Uniform Benchmarking of Low Voltage Van Der Waals FETs
Somaia Sarwat Sylvia, Khairul Alam, Roger K Lake

TL;DR
This paper benchmarks various low-voltage 2D material FETs and silicon FETs, analyzing how scaling and effective mass influence their performance, and finds that certain 2D materials are competitive at 0.3V operation.
Contribution
It provides a comprehensive uniform benchmarking of low-voltage 2D material FETs across different technology nodes and compares them to ultra-thin-body silicon FETs, highlighting the impact of effective mass.
Findings
Effective mass around 0.4 m0 yields maximum drive current.
Short 6 nm gate length is tolerant to material quality variations.

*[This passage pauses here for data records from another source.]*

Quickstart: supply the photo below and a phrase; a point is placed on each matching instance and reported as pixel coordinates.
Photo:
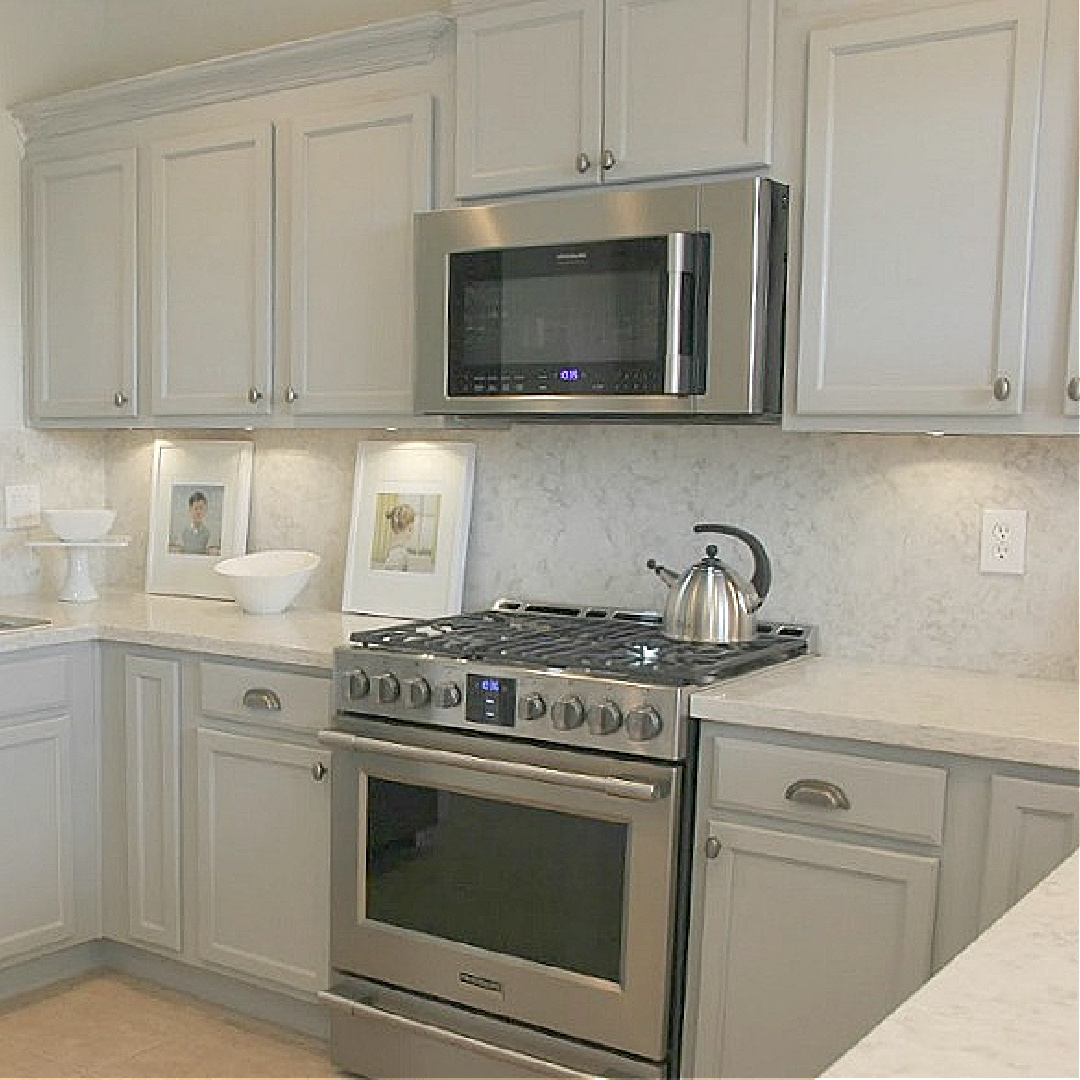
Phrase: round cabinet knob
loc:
(605, 718)
(389, 688)
(531, 706)
(567, 714)
(419, 692)
(356, 685)
(447, 694)
(643, 724)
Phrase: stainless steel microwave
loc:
(665, 301)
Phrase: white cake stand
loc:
(78, 588)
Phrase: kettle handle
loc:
(763, 570)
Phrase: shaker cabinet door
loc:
(211, 273)
(351, 181)
(920, 156)
(81, 287)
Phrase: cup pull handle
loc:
(264, 699)
(818, 793)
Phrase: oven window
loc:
(541, 885)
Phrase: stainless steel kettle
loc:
(710, 603)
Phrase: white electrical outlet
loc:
(1003, 543)
(22, 505)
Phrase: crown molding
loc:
(345, 54)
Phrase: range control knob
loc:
(643, 724)
(567, 714)
(605, 718)
(388, 687)
(447, 696)
(356, 685)
(530, 706)
(419, 692)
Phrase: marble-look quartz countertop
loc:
(296, 636)
(1006, 1007)
(1010, 718)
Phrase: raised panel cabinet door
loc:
(355, 177)
(921, 133)
(81, 289)
(806, 944)
(152, 799)
(37, 837)
(1033, 827)
(688, 86)
(211, 271)
(264, 858)
(1072, 347)
(528, 96)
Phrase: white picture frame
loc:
(200, 501)
(412, 508)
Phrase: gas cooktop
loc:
(592, 640)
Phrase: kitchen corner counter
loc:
(1007, 1006)
(1029, 720)
(297, 636)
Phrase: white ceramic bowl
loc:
(89, 524)
(266, 582)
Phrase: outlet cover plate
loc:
(1002, 547)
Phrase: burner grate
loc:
(619, 645)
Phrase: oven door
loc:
(537, 885)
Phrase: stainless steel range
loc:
(511, 810)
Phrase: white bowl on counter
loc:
(266, 582)
(86, 524)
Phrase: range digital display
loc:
(490, 700)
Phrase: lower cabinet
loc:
(814, 894)
(49, 801)
(264, 858)
(217, 814)
(1033, 827)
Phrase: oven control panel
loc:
(574, 711)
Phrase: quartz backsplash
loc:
(874, 539)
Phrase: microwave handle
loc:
(680, 347)
(619, 786)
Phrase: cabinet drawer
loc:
(835, 790)
(35, 683)
(264, 696)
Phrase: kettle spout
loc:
(667, 577)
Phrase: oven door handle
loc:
(621, 787)
(455, 1039)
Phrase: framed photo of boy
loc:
(412, 505)
(200, 499)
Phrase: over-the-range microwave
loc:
(665, 301)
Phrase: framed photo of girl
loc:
(200, 500)
(412, 507)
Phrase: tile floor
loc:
(110, 1025)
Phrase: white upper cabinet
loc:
(562, 93)
(81, 286)
(212, 272)
(918, 216)
(352, 179)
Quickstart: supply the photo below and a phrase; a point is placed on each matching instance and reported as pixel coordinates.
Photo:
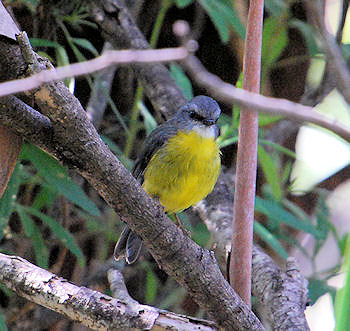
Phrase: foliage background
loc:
(53, 218)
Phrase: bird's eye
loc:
(196, 116)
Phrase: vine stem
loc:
(243, 213)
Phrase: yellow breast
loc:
(184, 171)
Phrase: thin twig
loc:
(82, 68)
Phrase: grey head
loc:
(200, 114)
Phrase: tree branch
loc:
(281, 296)
(91, 308)
(195, 268)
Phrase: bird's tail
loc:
(128, 246)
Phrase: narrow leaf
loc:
(56, 175)
(7, 202)
(32, 231)
(62, 234)
(278, 214)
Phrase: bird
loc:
(178, 165)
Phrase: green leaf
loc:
(270, 239)
(223, 16)
(217, 19)
(278, 214)
(342, 307)
(317, 288)
(62, 234)
(183, 3)
(181, 80)
(308, 34)
(84, 43)
(45, 198)
(7, 201)
(271, 173)
(322, 222)
(276, 7)
(62, 57)
(56, 176)
(32, 231)
(3, 326)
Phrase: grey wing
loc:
(153, 142)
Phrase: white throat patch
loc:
(205, 131)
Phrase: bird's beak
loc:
(208, 122)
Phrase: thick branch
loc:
(195, 268)
(91, 308)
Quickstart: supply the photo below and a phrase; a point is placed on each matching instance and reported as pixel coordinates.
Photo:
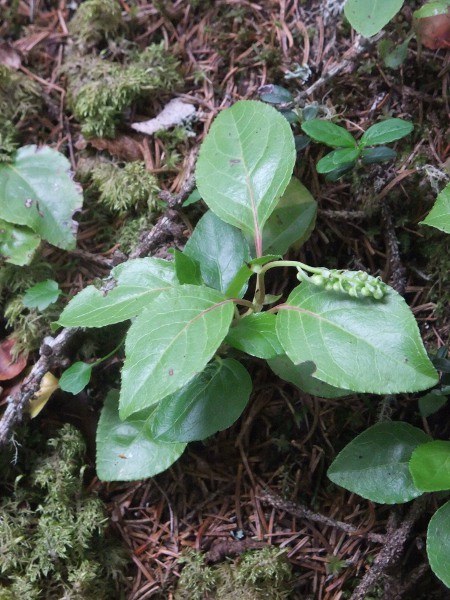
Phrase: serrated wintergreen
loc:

2D material FETs are competitive with silicon FETs at low voltage.
Abstract
Monolayer MoS2, MoSe2, MoTe2, WS2, WSe2, and black phosphorous field effect transistors (FETs) operating in the low-voltage (LV) regime (0.3V) with geometries from the 2019 and 2028 nodes of the 2013 International Technology Roadmap for Semiconductors (ITRS) are benchmarked along with an ultra-thin-body Si FET. Current can increase or decrease with scaling, and the trend is strongly correlated with the effective mass. For LV operation at the 2028 node, an effective mass of ~0.4 m0, corresponding to that of WSe2, gives the maximum drive current. The short 6 nm gate length combined with LV operation is forgiving in its requirements for material quality and contact resistances. In this LV regime, device and circuit performance are competitive using currently measured values for mobilities and contact resistances for the monolayer two-dimensional materials.